Rechtspraak
werknemer/ProfCore B.V.
Werknemer (geboren 1965) is op 1 november 2000 bij ProfCore in dienst getreden. ProfCore is een dienstverlenende organisatie die medewerkers, zowel in logistieke- als procesindustriële functies ter beschikking stelt aan haar relaties door het sluiten van zogenaamde projectovereenkomsten. De medewerkers zijn daarbij veelal in vaste dienst bij ProfCore, maar staan onder toezicht en leiding van de relatie van ProfCore. Met toestemming van het UWV is de arbeidsovereenkomst per 30 september 2009 opgezegd. Werknemer heeft aangevoerd dat hij ten onrechte is ontslagen, omdat hij immers, wanneer hij zou zijn aangemerkt als allround medewerker logistiek, gelet op het anciënniteitsbeginsel niet in aanmerking zou zijn gekomen voor ontslag (artikel 7:681 lid 2 sub d BW). Voorts doet werknemer een beroep op het gevolgencriterium. De kantonrechter heeft de vorderingen afgewezen.

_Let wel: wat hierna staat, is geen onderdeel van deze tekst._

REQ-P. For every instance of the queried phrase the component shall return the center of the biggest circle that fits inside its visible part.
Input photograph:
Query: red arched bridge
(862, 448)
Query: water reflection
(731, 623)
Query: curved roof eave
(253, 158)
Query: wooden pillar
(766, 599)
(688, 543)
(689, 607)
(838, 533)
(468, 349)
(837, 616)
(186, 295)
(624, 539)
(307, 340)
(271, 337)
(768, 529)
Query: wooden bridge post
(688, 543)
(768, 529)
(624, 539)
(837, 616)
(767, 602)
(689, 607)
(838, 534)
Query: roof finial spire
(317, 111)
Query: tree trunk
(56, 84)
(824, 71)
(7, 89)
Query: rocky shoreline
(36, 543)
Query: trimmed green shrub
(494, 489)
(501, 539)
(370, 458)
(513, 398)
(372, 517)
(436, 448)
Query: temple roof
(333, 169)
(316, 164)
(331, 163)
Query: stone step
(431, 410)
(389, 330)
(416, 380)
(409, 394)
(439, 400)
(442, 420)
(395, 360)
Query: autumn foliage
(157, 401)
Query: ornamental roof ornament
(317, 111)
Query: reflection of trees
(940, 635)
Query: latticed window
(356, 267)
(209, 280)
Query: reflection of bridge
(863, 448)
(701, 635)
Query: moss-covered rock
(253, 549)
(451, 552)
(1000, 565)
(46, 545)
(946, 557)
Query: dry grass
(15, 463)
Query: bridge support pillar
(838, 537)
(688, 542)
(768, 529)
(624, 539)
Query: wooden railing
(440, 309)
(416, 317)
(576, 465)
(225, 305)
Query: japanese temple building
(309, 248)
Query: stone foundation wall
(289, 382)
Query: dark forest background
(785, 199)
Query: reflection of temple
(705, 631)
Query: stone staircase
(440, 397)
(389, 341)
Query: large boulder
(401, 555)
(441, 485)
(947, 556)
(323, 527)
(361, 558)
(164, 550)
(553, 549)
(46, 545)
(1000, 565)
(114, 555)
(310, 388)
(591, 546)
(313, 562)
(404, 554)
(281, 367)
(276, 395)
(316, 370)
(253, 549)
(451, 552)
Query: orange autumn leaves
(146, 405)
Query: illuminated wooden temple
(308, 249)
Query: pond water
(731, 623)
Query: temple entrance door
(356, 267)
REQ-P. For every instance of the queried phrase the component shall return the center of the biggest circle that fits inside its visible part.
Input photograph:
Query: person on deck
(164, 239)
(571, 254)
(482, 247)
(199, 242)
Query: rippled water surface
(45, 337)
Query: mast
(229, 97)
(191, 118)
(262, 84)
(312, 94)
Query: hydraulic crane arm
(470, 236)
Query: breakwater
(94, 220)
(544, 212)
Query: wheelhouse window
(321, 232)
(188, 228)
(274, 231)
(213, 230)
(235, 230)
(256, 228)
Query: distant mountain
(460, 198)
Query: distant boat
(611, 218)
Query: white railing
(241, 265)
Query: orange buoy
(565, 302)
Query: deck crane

Het hof oordeelt als volgt. Gezien de aard van het bedrijf van ProfCore geldt artikel 4:2 lid 3 OB, luidend: ‘Indien de werkgever aannemelijk maakt dat de vervanging van een werknemer die uit hoofde van zijn functie bij een derde is te werk gesteld om onder diens toezicht en leiding werkzaam te zijn, in redelijkheid niet kan worden geëffectueerd, kan de Centrale organisatie werk en inkomen (thans UWV WERKbedrijf, Hof) deze werknemer bij de toepassing van het eerste lid buiten beschouwing laten.’ In artikel 4:2 lid 1 OB staat het afspiegelingsbeginsel geregeld. Werknemer gaat er in zijn betoog klaarblijkelijk vanuit dat ‘slechts’ de hardheidsclausule als bedoeld in artikel 4 lid 4 OB door ProfCore zou kunnen worden ingeroepen, omdat ProfCore geen echt uitzendbureau zou zijn als bedoeld in Bijlage B bij het Ontslagbesluit, zoals door zijn gemachtigde in het kader van de procedure bij UWV WERKbedrijf betoogd (zie de brief van 30 juni 2009, onderdeel productie 5 bij inleidende dagvaarding). Uit de brief van ProfCore aan UWV WERKbedrijf van 16 juli 2007 blijkt evenwel dat ProfCore zich niet – klaarblijkelijk na overleg met UWV WERKbedrijf – op Bijlage B wenst te beroepen maar uitsluitend op artikel 4:2 lid 3 OB. Voor een beroep op artikel 4:2 lid 3 OB is niet vereist dat tevens aan de eisen van Bijlage B voornoemd wordt voldaan.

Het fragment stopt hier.